To find the work done by a force, we use the formula:

Work = Force * Displacement * cos(theta)

where:
- Force is the magnitude of the force
- Displacement is the displacement vector
- theta is the angle between the force vector and the displacement vector.

In this problem, we are given the following information:
- Force magnitude: 5 units
- Displacement vector: 2i - 2j + k
- Initial point: (1, 2, 3)
- Final point: (5, 3, 7)

1. Calculating the Displacement Vector:
To find the displacement vector, we subtract the initial point from the final point:

Displacement = (5 - 1)i + (3 - 2)j + (7 - 3)k
= 4i + 1j + 4k

2. Calculating the Magnitude of the Displacement Vector:
The magnitude of the displacement vector is given by the formula:

Magnitude = sqrt((x^2) + (y^2) + (z^2))

where x, y, and z are the components of the displacement vector.
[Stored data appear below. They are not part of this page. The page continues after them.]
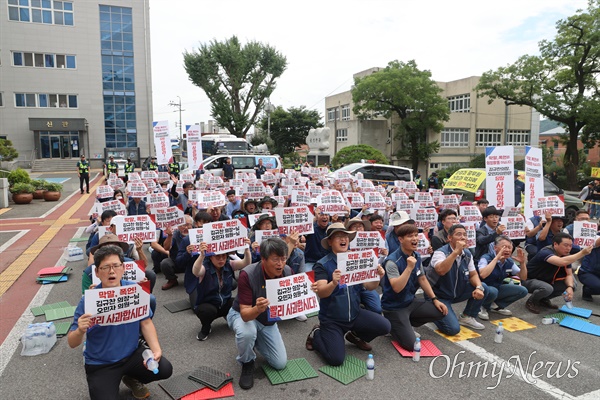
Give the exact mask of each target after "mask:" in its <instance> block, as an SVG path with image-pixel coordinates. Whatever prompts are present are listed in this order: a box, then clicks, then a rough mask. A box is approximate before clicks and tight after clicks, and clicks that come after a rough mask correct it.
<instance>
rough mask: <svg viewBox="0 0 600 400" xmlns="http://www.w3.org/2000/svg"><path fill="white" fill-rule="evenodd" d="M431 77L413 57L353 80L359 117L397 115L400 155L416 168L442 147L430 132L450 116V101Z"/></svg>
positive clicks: (435, 129)
mask: <svg viewBox="0 0 600 400" xmlns="http://www.w3.org/2000/svg"><path fill="white" fill-rule="evenodd" d="M440 92H442V89H441V88H440V87H439V86H438V85H437V84H436V83H435V81H434V80H433V79H431V72H429V71H420V70H419V69H418V68H417V64H416V63H415V61H414V60H411V61H409V62H407V63H404V62H400V61H397V60H396V61H392V62H390V63H389V64H388V66H387V67H386V68H385V69H383V70H380V71H377V72H375V73H373V74H371V75H367V76H365V77H363V78H356V79H355V80H354V88H353V89H352V100H353V101H354V104H355V106H354V109H353V110H354V114H356V115H357V116H358V118H359V119H369V118H373V117H379V116H383V117H385V118H392V117H394V116H396V117H398V118H399V120H400V123H399V124H398V125H397V126H395V129H396V138H398V139H400V141H401V143H402V145H401V146H400V150H399V151H398V157H399V158H408V159H410V161H411V164H412V168H413V171H416V170H418V167H419V161H428V160H429V157H430V155H431V154H433V153H437V152H438V150H439V147H440V145H439V142H438V141H437V140H436V141H433V142H431V143H428V142H427V131H428V130H429V131H433V132H440V131H441V130H442V129H443V127H444V125H443V124H442V121H447V120H448V119H449V114H450V111H449V109H448V101H447V100H446V99H444V98H443V97H441V96H440Z"/></svg>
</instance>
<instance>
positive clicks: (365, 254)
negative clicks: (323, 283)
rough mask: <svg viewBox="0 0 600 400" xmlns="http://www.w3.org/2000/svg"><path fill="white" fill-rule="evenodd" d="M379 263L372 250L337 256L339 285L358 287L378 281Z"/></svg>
mask: <svg viewBox="0 0 600 400" xmlns="http://www.w3.org/2000/svg"><path fill="white" fill-rule="evenodd" d="M378 266H379V263H378V261H377V256H376V255H375V252H374V251H373V250H359V251H349V252H346V253H338V254H337V268H338V269H339V270H340V271H341V272H342V276H341V278H340V281H339V284H340V285H348V286H352V285H358V284H361V283H365V282H375V281H377V282H378V281H379V274H377V267H378Z"/></svg>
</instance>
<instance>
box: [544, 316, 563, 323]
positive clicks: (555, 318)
mask: <svg viewBox="0 0 600 400" xmlns="http://www.w3.org/2000/svg"><path fill="white" fill-rule="evenodd" d="M559 322H560V321H559V320H558V318H555V317H547V318H542V324H544V325H552V324H558V323H559Z"/></svg>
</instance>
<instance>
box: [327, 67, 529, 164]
mask: <svg viewBox="0 0 600 400" xmlns="http://www.w3.org/2000/svg"><path fill="white" fill-rule="evenodd" d="M378 70H379V68H371V69H369V70H366V71H363V72H360V73H358V74H355V75H354V77H362V76H365V75H368V74H371V73H373V72H376V71H378ZM437 83H438V85H439V86H440V88H442V90H443V91H442V92H441V93H440V95H441V96H443V97H446V98H447V99H448V108H449V109H450V119H449V120H448V121H447V122H445V123H444V129H443V130H442V132H440V133H433V132H429V133H428V140H429V141H434V140H437V141H438V142H439V143H440V151H439V152H438V153H436V154H433V155H432V156H431V158H430V160H429V162H428V163H427V162H426V161H425V160H423V161H422V162H421V164H420V165H419V169H420V170H421V172H423V173H426V174H429V173H431V172H432V171H435V170H438V169H443V168H448V167H451V166H458V165H466V164H468V163H469V161H470V160H471V158H473V157H474V156H475V155H477V154H483V153H484V152H485V147H486V146H500V145H513V146H514V147H515V157H516V158H519V157H521V158H522V157H523V156H524V154H525V146H526V145H530V144H531V143H534V144H537V143H538V137H539V119H540V118H539V113H538V112H537V111H535V110H533V109H532V108H531V107H525V106H516V105H510V106H506V105H505V104H504V102H502V101H499V100H496V101H494V102H492V103H491V104H488V98H478V97H477V93H476V92H475V90H474V88H475V86H477V84H478V83H479V77H476V76H473V77H469V78H464V79H460V80H456V81H452V82H437ZM353 106H354V105H353V104H352V94H351V92H350V91H347V92H343V93H339V94H336V95H333V96H329V97H327V98H326V99H325V111H326V112H325V115H326V121H325V122H326V126H327V127H329V128H331V129H332V131H333V132H336V135H335V136H336V138H335V146H330V152H331V154H332V156H333V154H335V151H337V150H339V149H341V148H343V147H346V146H349V145H354V144H367V145H370V146H373V147H375V148H377V149H378V150H380V151H381V152H383V154H385V155H386V156H387V157H388V158H390V159H391V160H392V162H393V164H395V165H400V166H405V167H410V161H409V160H399V159H398V158H397V156H396V153H397V151H398V148H399V146H402V143H401V142H400V141H399V140H397V139H395V132H394V131H393V128H392V127H393V126H394V123H395V121H394V118H392V119H385V118H375V119H372V120H368V121H362V122H361V121H359V120H358V119H357V118H356V117H355V115H354V113H353V112H352V107H353ZM344 110H346V111H345V112H344ZM331 140H332V141H333V138H331Z"/></svg>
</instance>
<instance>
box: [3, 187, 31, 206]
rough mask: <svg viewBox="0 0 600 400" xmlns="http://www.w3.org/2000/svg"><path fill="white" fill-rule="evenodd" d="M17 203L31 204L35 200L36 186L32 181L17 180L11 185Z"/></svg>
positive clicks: (11, 187)
mask: <svg viewBox="0 0 600 400" xmlns="http://www.w3.org/2000/svg"><path fill="white" fill-rule="evenodd" d="M9 190H10V192H11V193H12V194H13V201H14V202H15V204H29V203H31V201H32V200H33V192H34V191H35V188H34V187H33V185H31V184H30V183H25V182H17V183H15V184H14V185H12V186H11V187H10V189H9Z"/></svg>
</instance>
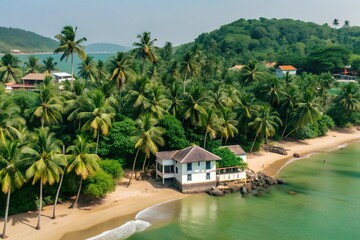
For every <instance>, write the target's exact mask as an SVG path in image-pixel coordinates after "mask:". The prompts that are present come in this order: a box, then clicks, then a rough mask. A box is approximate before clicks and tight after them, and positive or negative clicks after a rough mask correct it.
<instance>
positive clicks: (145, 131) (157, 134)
mask: <svg viewBox="0 0 360 240" xmlns="http://www.w3.org/2000/svg"><path fill="white" fill-rule="evenodd" d="M157 124H158V120H156V119H155V118H154V117H152V116H151V115H149V114H145V115H142V116H141V117H140V118H139V119H137V120H136V122H135V125H136V129H135V130H134V131H133V132H132V133H131V138H130V139H131V141H133V142H135V149H137V151H136V155H135V159H134V162H133V167H132V171H131V175H130V179H129V182H128V184H127V186H128V187H129V185H130V183H131V180H132V177H133V174H134V172H135V166H136V160H137V157H138V154H139V152H140V151H142V152H143V153H144V154H145V159H144V162H143V166H142V170H141V173H143V172H144V171H145V165H146V159H148V158H149V157H150V154H151V153H152V154H155V153H156V152H157V151H158V146H163V145H164V144H165V141H164V139H163V137H162V135H163V134H164V132H165V130H164V129H163V128H161V127H158V126H156V125H157ZM141 173H140V176H141Z"/></svg>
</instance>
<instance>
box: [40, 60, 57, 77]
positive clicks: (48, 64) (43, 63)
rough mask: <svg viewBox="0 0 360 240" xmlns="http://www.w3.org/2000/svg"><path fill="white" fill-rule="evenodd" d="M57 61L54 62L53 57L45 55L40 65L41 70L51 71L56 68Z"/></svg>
mask: <svg viewBox="0 0 360 240" xmlns="http://www.w3.org/2000/svg"><path fill="white" fill-rule="evenodd" d="M56 65H57V62H54V58H53V57H47V58H45V59H44V60H43V66H42V69H43V70H42V71H43V72H45V73H47V74H50V73H51V72H53V71H55V70H57V68H56Z"/></svg>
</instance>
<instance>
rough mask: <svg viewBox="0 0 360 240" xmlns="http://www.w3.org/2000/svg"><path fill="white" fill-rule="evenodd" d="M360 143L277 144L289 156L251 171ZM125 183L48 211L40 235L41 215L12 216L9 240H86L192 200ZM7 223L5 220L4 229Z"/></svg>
mask: <svg viewBox="0 0 360 240" xmlns="http://www.w3.org/2000/svg"><path fill="white" fill-rule="evenodd" d="M358 140H360V130H358V129H356V128H352V129H336V130H330V131H329V132H328V133H327V135H326V136H324V137H319V138H315V139H307V140H297V141H280V142H273V144H274V145H276V146H281V147H284V148H285V149H286V150H288V155H279V154H276V153H271V152H265V151H264V150H260V151H259V152H257V153H253V154H249V156H248V159H247V162H248V167H249V168H250V169H252V170H253V171H255V172H258V171H263V172H264V173H265V174H267V175H269V176H271V177H276V175H277V174H278V172H279V171H280V170H281V169H282V168H283V167H284V166H286V164H288V163H289V162H291V161H293V159H295V158H293V153H295V152H296V153H298V154H300V156H301V158H304V157H306V156H307V155H309V154H311V153H317V152H323V151H331V150H335V149H338V148H339V146H340V145H343V144H345V143H351V142H354V141H358ZM296 160H300V159H297V158H296ZM125 181H126V179H124V180H123V182H122V183H120V184H119V185H118V186H117V187H116V190H115V191H114V192H112V193H109V194H108V195H107V196H106V197H105V198H104V199H101V200H98V201H97V202H95V203H92V204H91V205H82V206H81V205H80V208H79V209H68V206H69V205H70V204H69V203H65V204H58V207H57V219H55V220H53V219H51V218H50V216H51V212H52V205H50V206H46V207H44V209H43V211H42V218H41V230H39V231H37V230H35V229H34V227H35V225H36V221H37V211H31V212H27V213H21V214H16V215H12V216H9V222H8V232H7V235H8V236H9V239H29V240H31V239H84V238H85V237H86V238H87V237H91V236H95V235H98V234H100V233H102V232H104V231H106V230H110V229H113V228H116V227H119V226H121V225H122V224H124V223H126V222H127V221H130V220H133V219H134V218H135V216H136V215H137V213H139V212H140V211H142V210H144V209H146V208H148V207H151V206H153V205H157V204H161V203H164V202H168V201H173V200H177V199H181V198H184V197H187V196H191V194H183V193H181V192H179V191H178V190H176V189H173V188H167V187H164V186H162V185H161V183H155V182H154V181H133V182H132V184H131V185H130V187H129V188H126V187H125V184H124V182H125ZM10 204H11V203H10ZM3 221H4V219H3V217H1V220H0V225H2V224H3Z"/></svg>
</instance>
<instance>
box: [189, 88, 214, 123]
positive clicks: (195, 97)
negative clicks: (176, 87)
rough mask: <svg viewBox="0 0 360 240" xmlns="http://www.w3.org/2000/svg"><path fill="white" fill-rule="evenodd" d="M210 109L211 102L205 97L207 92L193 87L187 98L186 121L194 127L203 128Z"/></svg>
mask: <svg viewBox="0 0 360 240" xmlns="http://www.w3.org/2000/svg"><path fill="white" fill-rule="evenodd" d="M208 107H210V101H209V98H208V97H207V96H205V91H204V90H203V89H201V88H199V87H193V88H192V89H191V91H190V93H189V94H187V95H186V96H185V101H184V109H183V110H184V115H183V116H184V119H185V120H186V119H189V120H190V123H191V124H192V125H193V126H201V125H202V120H203V119H204V118H207V112H206V109H207V108H208Z"/></svg>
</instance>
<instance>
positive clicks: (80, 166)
mask: <svg viewBox="0 0 360 240" xmlns="http://www.w3.org/2000/svg"><path fill="white" fill-rule="evenodd" d="M93 149H94V143H90V142H89V141H88V139H87V138H86V137H83V136H81V135H77V136H76V141H75V145H71V146H69V147H68V148H67V149H66V153H69V154H70V155H71V158H70V160H69V165H68V167H67V172H71V171H74V172H75V174H76V175H78V176H80V182H79V189H78V192H77V194H76V198H75V201H74V203H73V204H71V206H70V208H73V207H74V206H76V205H77V202H78V199H79V196H80V192H81V187H82V181H83V180H85V179H87V178H88V177H89V176H93V175H94V174H95V172H96V171H97V170H99V169H100V165H99V162H100V158H99V156H98V155H97V154H93V153H91V152H92V151H93Z"/></svg>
Plugging in the values:

Magnitude = sqrt((4^2) + (1^2) + (4^2))
= sqrt(16 + 1 + 16)
= sqrt(33)

3. Calculating the Angle between the Force and Displacement Vectors:
To find the angle between the force and displacement vectors, we can use the dot product formula:

Dot Product = |A| |B| cos(theta)

where A and B are the vectors and theta is the angle between them. Rearranging the formula:

cos(theta) = Dot Product / (|A| |B|)

The dot product of the force and displacement vectors can be found by multiplying their corresponding components and adding them up:

Dot Product = (2 * 4) + (-2 * 1) + (0 * 4)
= 8 - 2 + 0
= 6

Substituting the values into the equation for cos(theta):

cos(theta) = 6 / (5 * sqrt(33))

4. Calculating the Work Done:
Finally, we can calculate the work done by substituting the given values into the work formula:

Work = Force * Displacement * cos(theta)
= 5 * sqrt(33) * (4i + 1j + 4k) * (6 / (5 * sqrt(33)))
= 5 * (4i + 1j + 4k) * (6 / 5)
= 5 * 6
= 30

Therefore, the work done is 30 units. However, none of the given options match this answer. Please double-check the provided answer choices.